La estadística oficial detalla un acumulado de víctimas distribuido a lo largo del año: tres en enero, tres en febrero, tres en marzo, cuatro en abril, cuatro en mayo, diez en junio, tres en julio, siete en agosto y dos en septiembre. Ante este panorama, expertas en la materia advierten sobre la urgente necesidad de atender las señales de alerta antes de que la violencia escale a consecuencias fatales.
SEÑALES DE ALERTA Y LLAMADO A LA PREVENCIÓN Érika Espinoza, abogada penalista especializada en derechos humanos y perspectiva de género, señaló que la violencia feminicida rara vez surge de imprevisto, sino que suele estar precedida por conductas de control, celos extremos, aislamiento, humillaciones y agresiones previas.
Como ejemplo reciente, mencionó el caso de Miriam N. C., de 27 años, quien fue atacada con un cuchillo por su pareja sentimental la madrugada del 13 de septiembre, revelándose en audiencia que meses antes ya había sufrido un intento de estrangulamiento por parte del mismo agresor.

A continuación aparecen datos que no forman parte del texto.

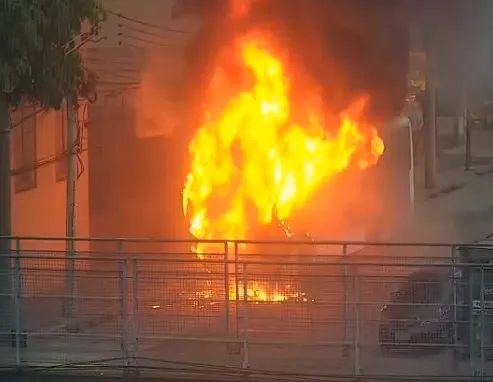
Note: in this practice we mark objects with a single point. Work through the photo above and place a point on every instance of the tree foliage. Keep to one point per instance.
(36, 59)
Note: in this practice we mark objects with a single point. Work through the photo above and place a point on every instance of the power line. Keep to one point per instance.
(123, 17)
(157, 35)
(145, 41)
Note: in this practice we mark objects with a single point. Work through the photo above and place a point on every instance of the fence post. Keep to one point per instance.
(457, 351)
(136, 321)
(482, 322)
(226, 288)
(237, 289)
(246, 358)
(345, 348)
(17, 302)
(122, 265)
(472, 336)
(357, 360)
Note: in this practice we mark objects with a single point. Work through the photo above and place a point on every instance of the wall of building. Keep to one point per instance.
(39, 211)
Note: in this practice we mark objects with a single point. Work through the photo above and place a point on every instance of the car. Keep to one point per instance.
(419, 315)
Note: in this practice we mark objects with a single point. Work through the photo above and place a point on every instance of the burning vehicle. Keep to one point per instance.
(282, 125)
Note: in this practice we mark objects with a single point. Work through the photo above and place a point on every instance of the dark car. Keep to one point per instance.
(419, 315)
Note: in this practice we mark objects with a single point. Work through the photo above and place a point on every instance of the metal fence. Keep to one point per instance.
(298, 308)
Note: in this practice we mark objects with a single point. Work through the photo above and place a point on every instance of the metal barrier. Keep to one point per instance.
(383, 309)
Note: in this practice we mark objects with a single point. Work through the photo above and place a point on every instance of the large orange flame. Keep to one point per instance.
(258, 156)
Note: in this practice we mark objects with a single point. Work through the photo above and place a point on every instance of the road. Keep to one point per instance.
(169, 306)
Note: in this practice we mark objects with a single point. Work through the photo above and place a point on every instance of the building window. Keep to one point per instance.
(24, 147)
(61, 166)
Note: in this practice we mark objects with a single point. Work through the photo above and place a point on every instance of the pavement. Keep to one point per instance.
(291, 337)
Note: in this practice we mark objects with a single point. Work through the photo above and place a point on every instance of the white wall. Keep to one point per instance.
(40, 211)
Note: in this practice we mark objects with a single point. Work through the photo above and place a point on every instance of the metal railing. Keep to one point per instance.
(331, 308)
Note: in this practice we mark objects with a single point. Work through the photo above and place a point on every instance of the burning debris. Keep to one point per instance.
(257, 153)
(268, 139)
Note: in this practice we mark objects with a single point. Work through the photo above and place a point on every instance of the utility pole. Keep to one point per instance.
(71, 289)
(5, 219)
(430, 115)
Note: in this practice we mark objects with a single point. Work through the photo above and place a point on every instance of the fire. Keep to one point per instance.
(260, 154)
(255, 292)
(257, 157)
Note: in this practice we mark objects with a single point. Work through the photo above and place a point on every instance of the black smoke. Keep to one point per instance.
(349, 47)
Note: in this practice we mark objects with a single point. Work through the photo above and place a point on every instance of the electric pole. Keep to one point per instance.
(430, 128)
(71, 152)
(5, 220)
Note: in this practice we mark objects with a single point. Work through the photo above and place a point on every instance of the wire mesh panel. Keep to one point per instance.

La especialista enfatizó que antecedentes como el estrangulamiento, las amenazas de muerte o el uso de armas deben activar respuestas institucionales inmediatas.
Asimismo, cuestionó la eficacia de los protocolos actuales: “Una orden de protección tardía no protege. Una llamada de emergencia atendida horas después no previene. Una valoración de riesgo que se queda en un expediente no salva vidas”, sostuvo, al recalcar que la Fiscalía, corporaciones policiales y tribunales no deben operar como compartimentos aislados. Finalmente, hizo un llamado a la sociedad para dejar de romantizar los celos, romper el silencio ante la violencia de género y construir redes de apoyo efectivas para proteger a las mujeres y a la niñez en situaciones de vulnerabilidad.